Sunday, November 20, 2011

Twice Baked Mashed Potatoes

This was the winner of last weeks poll and I was really excited to try it! I LOVE mashed potatoes they always have a comfort feeling for me. These are LOADED w/ flavor! I don't think I'll ever make boring regular mashed taters again! However, I don't think I made enough potatoes, once I added in the sour cream they became almost soupy. I would recommend adding the sour cream in a little at a time to make sure it doesn't get this way. Even soupy looking they tasted amazing!

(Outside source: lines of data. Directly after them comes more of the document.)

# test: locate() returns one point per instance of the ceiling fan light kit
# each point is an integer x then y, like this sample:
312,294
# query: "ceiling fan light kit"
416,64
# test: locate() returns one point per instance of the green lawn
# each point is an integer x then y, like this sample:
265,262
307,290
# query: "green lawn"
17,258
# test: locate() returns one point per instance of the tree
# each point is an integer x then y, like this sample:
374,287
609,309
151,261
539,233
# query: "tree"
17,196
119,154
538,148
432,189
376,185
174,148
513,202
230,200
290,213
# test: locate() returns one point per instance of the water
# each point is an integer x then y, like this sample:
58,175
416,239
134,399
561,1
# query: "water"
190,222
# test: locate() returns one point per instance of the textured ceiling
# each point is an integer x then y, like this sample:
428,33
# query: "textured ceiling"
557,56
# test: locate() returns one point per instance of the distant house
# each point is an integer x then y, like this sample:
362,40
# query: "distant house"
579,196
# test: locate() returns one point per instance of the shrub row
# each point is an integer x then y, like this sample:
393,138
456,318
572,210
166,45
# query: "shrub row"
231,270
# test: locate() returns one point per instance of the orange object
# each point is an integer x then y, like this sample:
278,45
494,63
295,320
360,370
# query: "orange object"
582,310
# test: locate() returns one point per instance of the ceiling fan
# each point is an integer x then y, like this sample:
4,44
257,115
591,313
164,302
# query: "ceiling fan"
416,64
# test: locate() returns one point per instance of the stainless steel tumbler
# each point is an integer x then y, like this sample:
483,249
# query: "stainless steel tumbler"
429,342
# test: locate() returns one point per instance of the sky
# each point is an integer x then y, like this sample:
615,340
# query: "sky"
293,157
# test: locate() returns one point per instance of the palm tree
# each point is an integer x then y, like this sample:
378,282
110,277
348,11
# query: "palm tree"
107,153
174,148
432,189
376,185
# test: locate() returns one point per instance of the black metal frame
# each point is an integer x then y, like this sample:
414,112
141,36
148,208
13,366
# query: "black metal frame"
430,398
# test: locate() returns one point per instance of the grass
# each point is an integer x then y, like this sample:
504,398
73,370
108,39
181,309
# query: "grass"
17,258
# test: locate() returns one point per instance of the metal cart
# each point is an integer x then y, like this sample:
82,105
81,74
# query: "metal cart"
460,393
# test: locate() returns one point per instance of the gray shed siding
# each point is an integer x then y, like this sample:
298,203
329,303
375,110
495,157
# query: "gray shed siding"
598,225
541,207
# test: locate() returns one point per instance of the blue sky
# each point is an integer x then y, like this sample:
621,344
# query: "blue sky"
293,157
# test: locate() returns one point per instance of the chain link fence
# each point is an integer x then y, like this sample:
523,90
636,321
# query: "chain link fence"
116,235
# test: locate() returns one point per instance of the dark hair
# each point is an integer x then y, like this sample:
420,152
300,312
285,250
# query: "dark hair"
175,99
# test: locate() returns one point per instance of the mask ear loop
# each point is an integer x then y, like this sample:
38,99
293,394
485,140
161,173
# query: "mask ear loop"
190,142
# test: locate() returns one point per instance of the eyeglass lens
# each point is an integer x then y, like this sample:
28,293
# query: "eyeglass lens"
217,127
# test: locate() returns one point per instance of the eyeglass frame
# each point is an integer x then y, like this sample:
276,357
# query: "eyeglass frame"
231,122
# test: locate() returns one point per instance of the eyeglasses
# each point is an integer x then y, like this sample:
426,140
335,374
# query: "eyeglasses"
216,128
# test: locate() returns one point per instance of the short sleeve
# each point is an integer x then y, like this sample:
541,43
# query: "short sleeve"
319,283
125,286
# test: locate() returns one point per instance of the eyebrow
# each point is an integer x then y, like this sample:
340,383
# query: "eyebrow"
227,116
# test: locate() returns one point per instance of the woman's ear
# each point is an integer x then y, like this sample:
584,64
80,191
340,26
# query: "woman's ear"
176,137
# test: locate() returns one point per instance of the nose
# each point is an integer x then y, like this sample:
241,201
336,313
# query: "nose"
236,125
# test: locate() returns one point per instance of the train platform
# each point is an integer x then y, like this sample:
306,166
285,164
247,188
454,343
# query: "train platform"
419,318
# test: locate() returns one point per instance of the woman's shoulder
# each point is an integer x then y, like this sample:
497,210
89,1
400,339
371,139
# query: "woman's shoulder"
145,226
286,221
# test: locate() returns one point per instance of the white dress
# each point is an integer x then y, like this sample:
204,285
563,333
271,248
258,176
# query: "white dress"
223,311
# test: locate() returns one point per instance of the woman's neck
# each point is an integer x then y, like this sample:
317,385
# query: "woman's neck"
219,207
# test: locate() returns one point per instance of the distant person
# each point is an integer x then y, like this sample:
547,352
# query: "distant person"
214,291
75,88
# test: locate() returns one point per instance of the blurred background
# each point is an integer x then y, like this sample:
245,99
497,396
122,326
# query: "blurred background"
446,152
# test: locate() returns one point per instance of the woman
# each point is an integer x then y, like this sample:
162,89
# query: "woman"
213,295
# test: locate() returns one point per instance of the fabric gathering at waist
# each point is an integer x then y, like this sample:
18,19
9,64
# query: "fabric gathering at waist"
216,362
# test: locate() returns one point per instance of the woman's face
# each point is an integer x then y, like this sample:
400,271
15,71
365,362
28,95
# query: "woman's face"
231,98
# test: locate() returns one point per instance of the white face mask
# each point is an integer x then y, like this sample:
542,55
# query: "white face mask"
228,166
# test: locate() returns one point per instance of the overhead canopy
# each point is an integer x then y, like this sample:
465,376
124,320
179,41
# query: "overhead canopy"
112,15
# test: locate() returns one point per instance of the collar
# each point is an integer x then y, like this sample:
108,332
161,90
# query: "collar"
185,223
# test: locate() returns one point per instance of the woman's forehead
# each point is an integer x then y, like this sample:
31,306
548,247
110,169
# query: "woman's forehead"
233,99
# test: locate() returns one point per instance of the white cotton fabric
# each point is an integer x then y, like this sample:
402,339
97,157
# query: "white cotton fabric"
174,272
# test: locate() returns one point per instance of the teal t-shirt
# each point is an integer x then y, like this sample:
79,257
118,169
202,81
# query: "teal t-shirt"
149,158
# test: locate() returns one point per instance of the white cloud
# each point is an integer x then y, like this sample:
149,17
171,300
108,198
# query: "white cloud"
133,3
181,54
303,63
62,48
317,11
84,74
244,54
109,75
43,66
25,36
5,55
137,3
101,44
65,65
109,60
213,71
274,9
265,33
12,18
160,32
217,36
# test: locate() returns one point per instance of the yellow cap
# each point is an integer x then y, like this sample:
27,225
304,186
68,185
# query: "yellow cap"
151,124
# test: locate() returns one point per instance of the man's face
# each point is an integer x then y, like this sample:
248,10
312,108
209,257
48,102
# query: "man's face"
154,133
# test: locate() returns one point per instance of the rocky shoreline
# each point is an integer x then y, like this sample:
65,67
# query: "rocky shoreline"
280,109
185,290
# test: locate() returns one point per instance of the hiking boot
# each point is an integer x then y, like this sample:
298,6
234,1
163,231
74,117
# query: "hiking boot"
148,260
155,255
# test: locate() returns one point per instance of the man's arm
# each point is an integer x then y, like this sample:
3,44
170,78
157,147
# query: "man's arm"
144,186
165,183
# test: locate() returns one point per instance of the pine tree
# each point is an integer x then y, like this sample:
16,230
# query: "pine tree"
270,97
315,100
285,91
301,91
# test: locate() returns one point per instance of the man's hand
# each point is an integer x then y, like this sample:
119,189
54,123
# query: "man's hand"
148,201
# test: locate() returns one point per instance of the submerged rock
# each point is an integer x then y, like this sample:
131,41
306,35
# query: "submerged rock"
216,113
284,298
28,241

  • 2 1/2 lbs medium potatoes, peeled 
  • 1 cup (8 oz) sour cream
  • 1/4 cup milk
  • 2 tbsp butter, melted
  • 1 1/2 cups (6 oz) shredded cheddar cheese, divided
  • 1/2 cup chopped onion
  • 5 bacon strips, cooked and crumbled (I used 2/3 cup of REAL bacon bits)
  • 1/2 tsp salt
  • 1/8 tsp pepper

Place potatoes in a large saucepan and cover w/ water. Bring to a boil. Reduce heat; cover and cook for 15 to 20 minutes or until tender. Drain.

In a large bowl, mash potatoes. Add the sour cream (I recommend adding a little at a time to insure they don't come out too soupy), milk, butter and 1 cup cheese. Stir in the onion, bacon, salt and pepper. Spoon into a greased 2-qt baking dish. Sprinkle w/ remaining cheese (I used more).

Bake, uncovered at 350 for 30-35 minutes or until headed through.